Etagenzwiebeln oder Luftzwiebeln

Beim Aufräumen der 4 kleinen Beete im unteren Hausgarten habe ich viele kleine Ableger der Etagenzwiebeln gefunden. Diese Zwiebelsorte vermehrt sich nicht über Samen, sondern über kleine Zwiebelchen – die Brutzwiebeln -, welche sich im Sommer an den Spitzen der Triebe entwickeln. Manchmal über mehrere „Etagen“. Bis zu vier habe ich schon in einem Sommer an einer Mutterzwiebel gezählt.
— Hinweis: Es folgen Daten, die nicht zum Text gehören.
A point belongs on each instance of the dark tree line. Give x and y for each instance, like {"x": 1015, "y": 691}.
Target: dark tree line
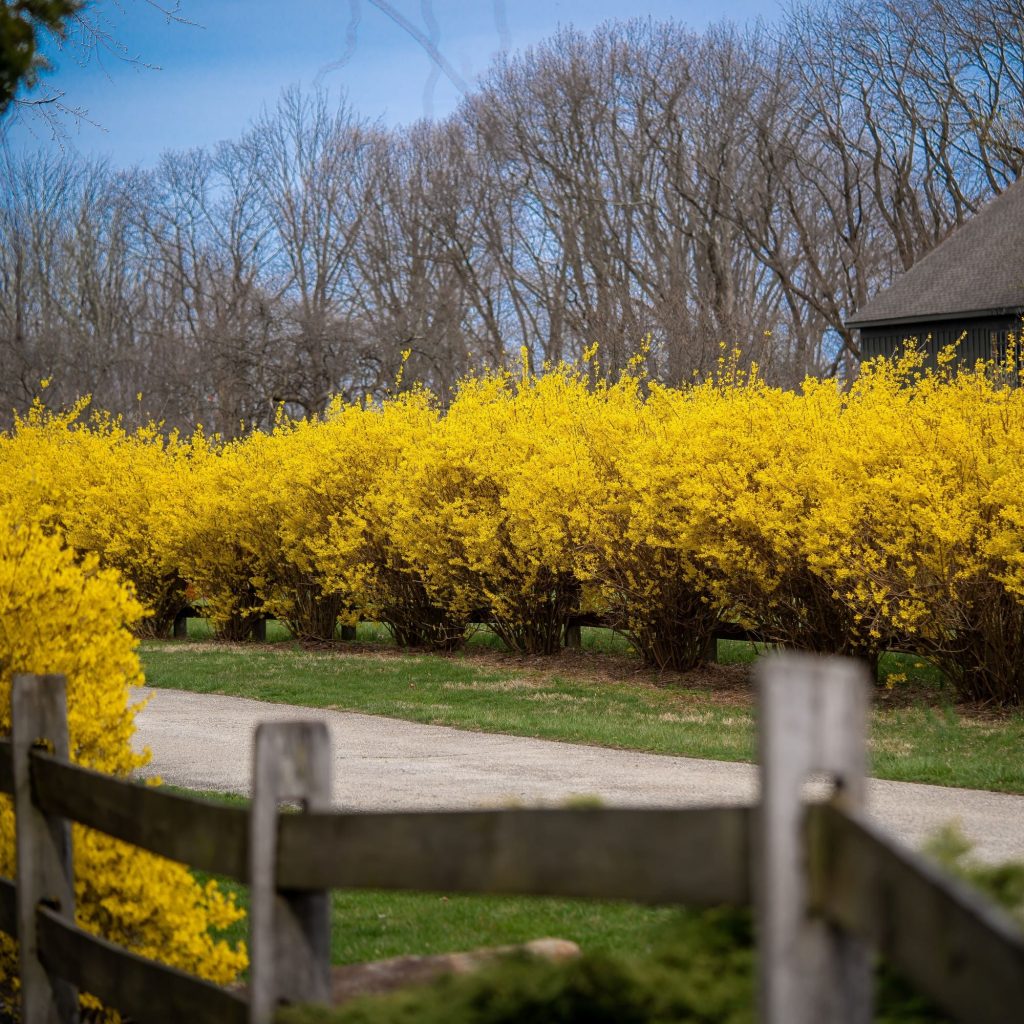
{"x": 752, "y": 186}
Als ich von dieser Pflanze das erste Mal hörte wollte ich sie gleich haben. Aber vor vier Jahren war es noch recht schwierig welche zu bekommen. Durch Zufall habe ich sie auf einem Markt für alte Kulturpflanzen gefunden. Aus zwei Pflanzen ist jetzt schon eine kleines Beet von dieser lustigen Zwiebelchen geworden.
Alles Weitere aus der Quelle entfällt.